The kitchen at this Eden Center mainstay is machinelike in its focus and speed. Even when the big dining room fills up, plates arrive minutes after they’re ordered, making for happy pileups at the table—inevitably, a waitress will warn you that you’ve ordered too much.

It’s hard not to. The range of dishes is beguiling—soups, hot pots, rice dishes, noodle casseroles—the flavors are big and bold, the heat is insinuating, and the dishes are satisfying while adhering to the cardinal virtues of Vietnamese cooking: brightness, balance, and finesse. Thin-sliced short ribs in black-pepper sauce is a fiery version of pepper steak. Bundles of sliced pork, shrimp, and sprouts poke out from crispy rice crepes. If there’s a weak link, it’s the stir-fries, though the Shaky Beef—cubes of soy-soaked meat tossed with tomato, onion, and pepper—is a delectable exception.
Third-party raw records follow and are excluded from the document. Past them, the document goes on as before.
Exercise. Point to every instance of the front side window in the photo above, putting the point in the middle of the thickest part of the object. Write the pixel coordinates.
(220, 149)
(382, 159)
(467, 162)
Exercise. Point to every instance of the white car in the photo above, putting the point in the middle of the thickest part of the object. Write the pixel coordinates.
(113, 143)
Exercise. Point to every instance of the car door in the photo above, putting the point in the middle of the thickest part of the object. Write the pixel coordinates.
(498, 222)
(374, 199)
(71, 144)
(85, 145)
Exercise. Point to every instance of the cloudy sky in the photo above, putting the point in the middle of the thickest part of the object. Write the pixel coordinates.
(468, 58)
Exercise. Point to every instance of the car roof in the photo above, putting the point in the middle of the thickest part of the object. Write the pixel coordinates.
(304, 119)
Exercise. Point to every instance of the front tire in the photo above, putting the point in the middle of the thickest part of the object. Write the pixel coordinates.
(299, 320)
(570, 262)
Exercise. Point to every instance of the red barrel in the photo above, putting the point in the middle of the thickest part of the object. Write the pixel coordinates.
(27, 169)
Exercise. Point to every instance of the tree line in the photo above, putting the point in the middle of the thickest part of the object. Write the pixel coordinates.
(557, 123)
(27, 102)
Good as these plates are—and they come with big bowls of steamed rice—all are improved by a splash of the house-made fish sauce. Best of all: heads-on prawns in sizzling caramelized coconut juice that is sweet without being cloying and delicate instead of heavy.

Open daily for lunch and dinner.

Ann Limpert
Executive Food Editor/Critic

Ann Limpert joined Washingtonian in late 2003. She was previously an editorial assistant at Entertainment Weekly and a cook in New York restaurant kitchens, and she is a graduate of the Institute of Culinary Education. She lives in Petworth.